In their letter, the attorneys general commended Kennedy and FDA Commissioner Marty Makary for pledging a safety review based on objective data following the study's release. They suggested reinstating 2011 protocols deemed necessary just years before their removal, or temporarily withdrawing mifepristone to prevent harm during evaluation. "The FDA’s removal of important safeguards starting in 2016 may explain in part why the real-world risk of serious adverse events from 2017–2023 is so much higher than the risk identified in clinical trials cited in mifepristone’s label," the letter states.
But one might politely ask: if safety was the goal, why strip away protections that once seemed essential, especially when new evidence shows such stark dangers? Mississippi Attorney General Lynn Fitch, a signatory, told Breitbart News she's hopeful the review will prioritize women's health. "The evidence is clear that there can be serious adverse health impacts for women who use this drug and we do a disservice to women to pretend otherwise," Fitch said, adding a thoughtful zinger about inconsistent warnings on unknown drugs versus mail-order abortions driven by politics.
Mifepristone blocks progesterone, deteriorating the uterine lining and cutting off nourishment to the developing baby, who dies in the womb; misoprostol then induces contractions to expel remains. Pro-abortion advocates from Planned Parenthood and the American College of Obstetricians and Gynecologists argue deregulation boosts access, particularly after the Supreme Court's 2022 Dobbs decision overturned Roe v. Wade's 50-year abortion right, returning the issue to states. Yet, in a landscape where empathy for vulnerable women should transcend agendas, sidelining safety for convenience feels like a risky bet on ideology over evidence.

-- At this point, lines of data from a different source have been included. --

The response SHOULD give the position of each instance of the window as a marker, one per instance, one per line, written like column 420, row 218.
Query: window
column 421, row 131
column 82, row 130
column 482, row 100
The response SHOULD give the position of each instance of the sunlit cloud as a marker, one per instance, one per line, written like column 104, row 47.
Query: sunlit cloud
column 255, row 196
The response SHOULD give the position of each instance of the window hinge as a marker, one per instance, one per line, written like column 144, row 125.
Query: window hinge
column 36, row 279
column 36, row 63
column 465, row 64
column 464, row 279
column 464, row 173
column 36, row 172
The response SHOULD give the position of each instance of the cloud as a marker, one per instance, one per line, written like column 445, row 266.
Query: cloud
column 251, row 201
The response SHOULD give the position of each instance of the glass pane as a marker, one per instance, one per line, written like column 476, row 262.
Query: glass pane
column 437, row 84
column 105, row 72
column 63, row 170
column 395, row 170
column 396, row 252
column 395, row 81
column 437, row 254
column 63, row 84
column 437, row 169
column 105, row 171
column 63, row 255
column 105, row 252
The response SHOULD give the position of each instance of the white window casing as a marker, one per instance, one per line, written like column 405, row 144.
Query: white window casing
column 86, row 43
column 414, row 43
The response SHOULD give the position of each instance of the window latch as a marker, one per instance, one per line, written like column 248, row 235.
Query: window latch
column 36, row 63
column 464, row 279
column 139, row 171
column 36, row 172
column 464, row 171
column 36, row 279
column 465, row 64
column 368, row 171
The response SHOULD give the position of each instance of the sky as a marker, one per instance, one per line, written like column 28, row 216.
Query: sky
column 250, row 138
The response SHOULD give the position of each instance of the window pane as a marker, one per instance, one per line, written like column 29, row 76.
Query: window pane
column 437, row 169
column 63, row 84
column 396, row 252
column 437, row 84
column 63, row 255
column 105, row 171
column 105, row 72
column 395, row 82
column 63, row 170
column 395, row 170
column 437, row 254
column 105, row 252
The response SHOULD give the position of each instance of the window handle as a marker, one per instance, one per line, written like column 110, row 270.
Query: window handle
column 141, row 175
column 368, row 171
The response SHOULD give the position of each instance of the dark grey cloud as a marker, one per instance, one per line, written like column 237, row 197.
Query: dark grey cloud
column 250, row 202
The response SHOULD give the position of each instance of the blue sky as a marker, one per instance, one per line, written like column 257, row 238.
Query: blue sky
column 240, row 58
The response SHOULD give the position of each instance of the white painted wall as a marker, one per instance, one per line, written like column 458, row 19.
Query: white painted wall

Danco Laboratories, maker of brand-name Mifeprex, notes on its site that cramping and bleeding are expected, but serious issues like life-threatening infections rarely occur post-abortion or childbirth. "Seeking medical attention as soon as possible is needed in these circumstances. Serious infection has resulted in death in a very small number of cases. There is no information that use of Mifeprex and misoprostol caused these deaths," the site advises, urging contact with providers for concerns.
While this disclaimer sounds reassuring, the EPPC's data on rampant complications suggests the real story may be less benign, underscoring why balanced reviews matter in debunking overly optimistic claims.
Medication abortions hit 63% of U.S. healthcare system terminations in 2023, up from 53% in 2020 and 39% in 2017, per the Guttmacher Institute, with about 642,700 such procedures that year—not counting underground sources. Earlier this year, Idaho, Missouri, and Kansas advanced a lawsuit against FDA deregulation after the Supreme Court in June 2024 dismissed a pro-life doctors' case for lack of standing, without addressing the rollback's legality.
As these developments unfold, the attorneys general's push reminds us that true progress means safeguarding health without succumbing to woke pressures that downplay risks to fit narratives.